Sign up for our free weekday bulletin.

Pizza shop owner bitten by new sign rules

Published on

Sarnia’s new sign bylaw has claimed its first victim.

Mateo’s Pizza was told Tuesday it will need to remove its portable street sign on Lakeshore Road or risk being fined, said owner Matt Malott.

“Cities should be helping businesses, not hindering them, “ he said. ‘This is completely and utterly ridiculous. It’s one of the stupidest things I’ve ever heard of a city doing to small business.”

The pizzeria at 1119 Lakeshore Rd. has 17.5 metres of street frontage. But under the new rules a business must have 20 metres of frontage for a portable sign.

“So they’re making me take it down because I’m short by two and a half metres,” he fumed.

Malott said he pays $100 a month to rent the sign, making it the most affordable way of letting the public know about his pizza shop.

City hall has told him he could replace the portable with a permanent sign. But installing one with lighting and a new standard and wiring would cost thousands of dollars that he can’t afford, he said.

And by forcing its removal, city hall will lose the $150 paid for a sign permit, he added.

“They’re always complaining about revenue and this city is starving for jobs,” he said. “Why wouldn’t they do something useful instead of this?”

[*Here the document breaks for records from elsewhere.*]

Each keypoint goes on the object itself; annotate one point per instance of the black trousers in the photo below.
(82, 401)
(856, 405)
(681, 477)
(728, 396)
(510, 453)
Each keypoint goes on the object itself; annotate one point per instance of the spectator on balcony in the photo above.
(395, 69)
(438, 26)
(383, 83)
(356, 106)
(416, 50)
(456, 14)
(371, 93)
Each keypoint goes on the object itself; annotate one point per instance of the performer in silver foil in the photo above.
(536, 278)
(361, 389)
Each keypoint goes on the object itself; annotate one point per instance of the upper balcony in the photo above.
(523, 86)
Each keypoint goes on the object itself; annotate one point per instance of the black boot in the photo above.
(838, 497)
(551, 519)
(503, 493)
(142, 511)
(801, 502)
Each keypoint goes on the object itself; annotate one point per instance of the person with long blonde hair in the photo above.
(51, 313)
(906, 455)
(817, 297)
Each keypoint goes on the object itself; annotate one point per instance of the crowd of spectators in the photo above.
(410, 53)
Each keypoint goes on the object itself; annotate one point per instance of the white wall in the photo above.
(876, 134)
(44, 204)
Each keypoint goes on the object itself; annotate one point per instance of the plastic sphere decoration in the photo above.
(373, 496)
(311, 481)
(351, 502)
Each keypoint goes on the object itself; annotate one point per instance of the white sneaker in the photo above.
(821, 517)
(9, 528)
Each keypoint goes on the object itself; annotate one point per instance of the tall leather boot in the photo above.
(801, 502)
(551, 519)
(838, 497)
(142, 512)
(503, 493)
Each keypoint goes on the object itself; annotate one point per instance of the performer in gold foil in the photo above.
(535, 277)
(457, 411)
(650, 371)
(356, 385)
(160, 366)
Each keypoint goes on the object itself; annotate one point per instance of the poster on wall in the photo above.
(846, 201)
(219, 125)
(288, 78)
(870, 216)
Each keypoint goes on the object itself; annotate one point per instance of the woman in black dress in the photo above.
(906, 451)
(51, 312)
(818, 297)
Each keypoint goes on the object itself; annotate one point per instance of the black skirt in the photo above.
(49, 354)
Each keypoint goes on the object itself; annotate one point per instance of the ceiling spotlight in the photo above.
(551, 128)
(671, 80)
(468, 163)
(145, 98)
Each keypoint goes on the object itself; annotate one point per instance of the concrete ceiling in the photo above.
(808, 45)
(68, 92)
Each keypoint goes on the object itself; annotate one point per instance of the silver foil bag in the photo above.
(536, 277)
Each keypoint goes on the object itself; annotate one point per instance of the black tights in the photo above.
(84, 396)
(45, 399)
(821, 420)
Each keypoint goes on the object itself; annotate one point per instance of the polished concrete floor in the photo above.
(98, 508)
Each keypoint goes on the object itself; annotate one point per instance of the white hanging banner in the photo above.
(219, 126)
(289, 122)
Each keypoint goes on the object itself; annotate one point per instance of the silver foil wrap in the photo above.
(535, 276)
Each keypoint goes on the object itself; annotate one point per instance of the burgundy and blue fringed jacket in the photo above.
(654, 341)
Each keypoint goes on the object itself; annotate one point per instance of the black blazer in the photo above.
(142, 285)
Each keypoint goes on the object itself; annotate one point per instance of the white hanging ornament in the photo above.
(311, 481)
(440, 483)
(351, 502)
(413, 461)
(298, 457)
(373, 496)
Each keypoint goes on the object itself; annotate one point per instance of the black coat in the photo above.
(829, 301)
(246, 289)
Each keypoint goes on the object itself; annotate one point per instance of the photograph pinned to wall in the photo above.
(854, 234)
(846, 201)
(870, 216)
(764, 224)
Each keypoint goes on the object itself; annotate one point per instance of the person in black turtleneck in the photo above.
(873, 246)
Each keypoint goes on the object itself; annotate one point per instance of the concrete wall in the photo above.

Alan Shaw, Sarnia’s chief building official, said the problem is the size and shape of Matteo’s lot.

It’s not only too narrow, it likely doesn’t meet a new minimum distance requirement between a sign and driveway, he said.

“Unfortunately, the way it’s worked out, he just kind of got caught in the new rules.”

Malott can appeal the decision to Sarnia’s director of planning but Shaw said his chances of success aren’t good.

The bylaw approved by city council on June 30 was the first update in 20 years. It sets restrictions on mobile signs and limits the brightness and speed of electronic message boards, among other things.

Shaw said the city doesn’t expect many businesses to be impacted, noting the frontage rule was reduced in the end to 20 metres from 30 metres at the urging of business.

“We’re going to try to work with people at this time, we’ll try to educate and explain the reasons,” he said.